-
Notifications
You must be signed in to change notification settings - Fork 64
Description
First of all, thank you for making ProtoBuf available in Julia! I am currently using this package to read scenarios form the waymo-open-dataset. While this has worked reliably, I am running into quite some performance issues due the "topology" of the messages.
Some relevant details:
Each of the scenarios consists of approximately 2MB of binary data. However, each scenario contains map features which in turn consist of some meta-data and a number of MapPoints. Each map point only encodes three floats for the x, y, and z position. Thus they are quite small. However, a single scenario can contain > 100.000 MapPoints (spread over the different features of the map).
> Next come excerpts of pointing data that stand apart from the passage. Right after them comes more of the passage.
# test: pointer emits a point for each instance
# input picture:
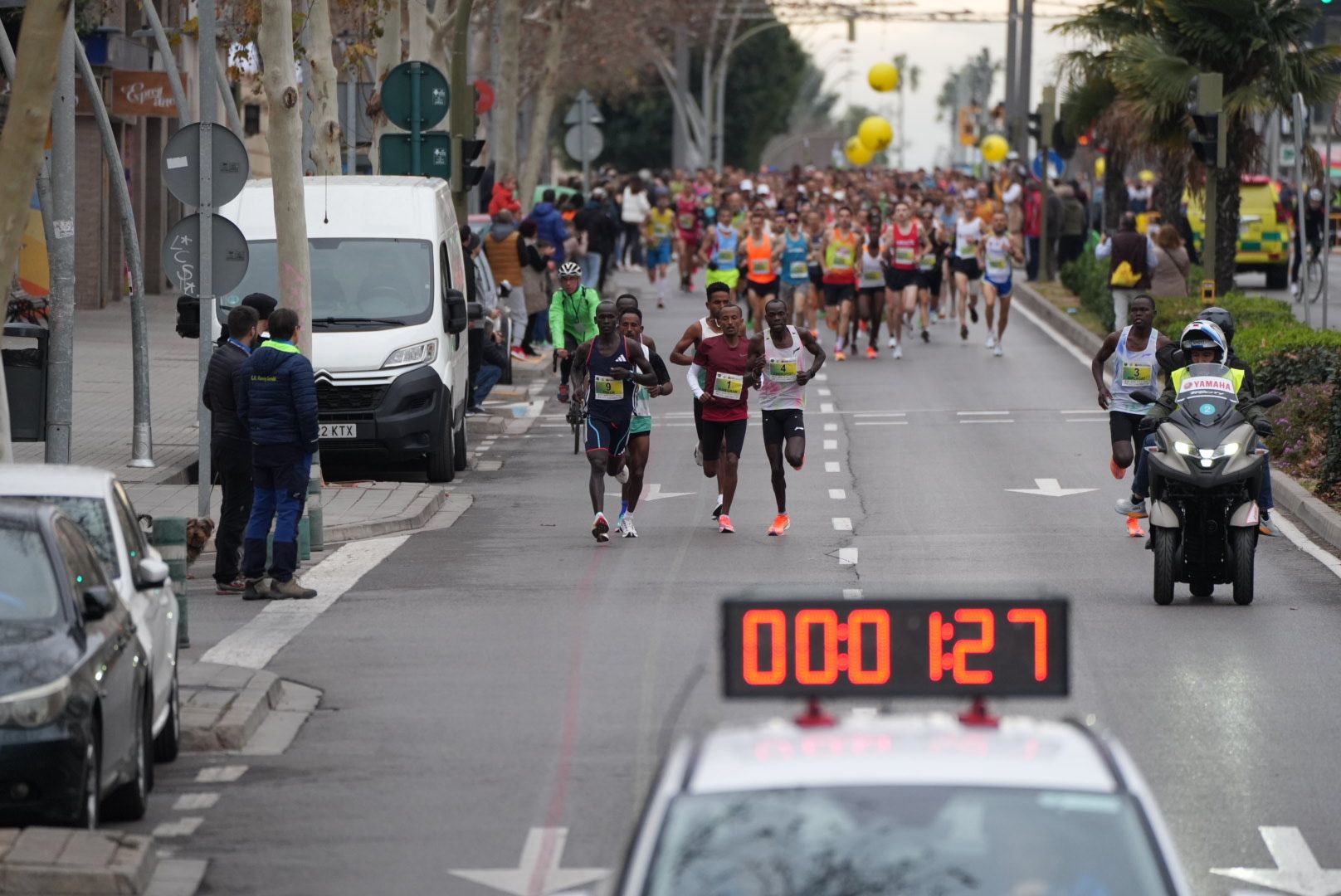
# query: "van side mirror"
(456, 314)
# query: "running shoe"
(1134, 509)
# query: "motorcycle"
(1206, 474)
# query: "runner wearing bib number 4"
(782, 397)
(723, 393)
(997, 252)
(609, 398)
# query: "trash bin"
(26, 380)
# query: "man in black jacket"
(230, 446)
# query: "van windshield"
(357, 283)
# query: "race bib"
(782, 371)
(607, 388)
(729, 387)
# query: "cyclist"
(572, 319)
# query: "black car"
(76, 713)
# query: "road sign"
(583, 143)
(228, 165)
(181, 256)
(583, 109)
(416, 90)
(397, 154)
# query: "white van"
(389, 315)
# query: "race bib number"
(782, 371)
(607, 388)
(729, 387)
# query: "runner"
(657, 234)
(968, 234)
(840, 252)
(1134, 367)
(640, 426)
(761, 276)
(572, 319)
(995, 254)
(782, 397)
(723, 393)
(609, 404)
(703, 329)
(904, 241)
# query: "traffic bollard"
(169, 537)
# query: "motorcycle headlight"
(417, 353)
(35, 707)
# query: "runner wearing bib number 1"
(997, 254)
(723, 393)
(782, 397)
(609, 402)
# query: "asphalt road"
(510, 674)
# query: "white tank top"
(1134, 371)
(779, 389)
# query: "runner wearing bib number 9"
(609, 400)
(723, 393)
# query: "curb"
(1289, 495)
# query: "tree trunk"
(321, 90)
(505, 109)
(22, 139)
(285, 139)
(388, 56)
(544, 105)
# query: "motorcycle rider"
(1202, 343)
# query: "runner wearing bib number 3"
(724, 361)
(609, 402)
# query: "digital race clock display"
(895, 648)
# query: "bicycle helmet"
(1221, 318)
(1203, 334)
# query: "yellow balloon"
(857, 152)
(994, 148)
(875, 133)
(883, 76)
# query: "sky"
(936, 49)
As a result, loading a single scenario takes about 150ms on my machine. This may not sound all too bad but in my current usecase I need to iterate over about 400.000 of these scenarios; potentially multiple times.
After doing some profiling, I found that 60% of the time is spent pre-allocating memory for all the small dicts that are needed for each MapPoint object. Specifically, most of the time is spent in this line of julia base.
Just to provide some comparison: The same kind of data is loaded in about 11ms from a json file, and in about 3ms from the binary format created by Serialization.serialize. Of course, there are other issues with these kinds of formats. Therefore, I would really like to use ProtoBuf here. But I cannot get it up to speed.
Are there known ways to reduce the amount of overhead that arises in this setting with many small proto sub-messages? Or is this issue inherent to the current design of the library?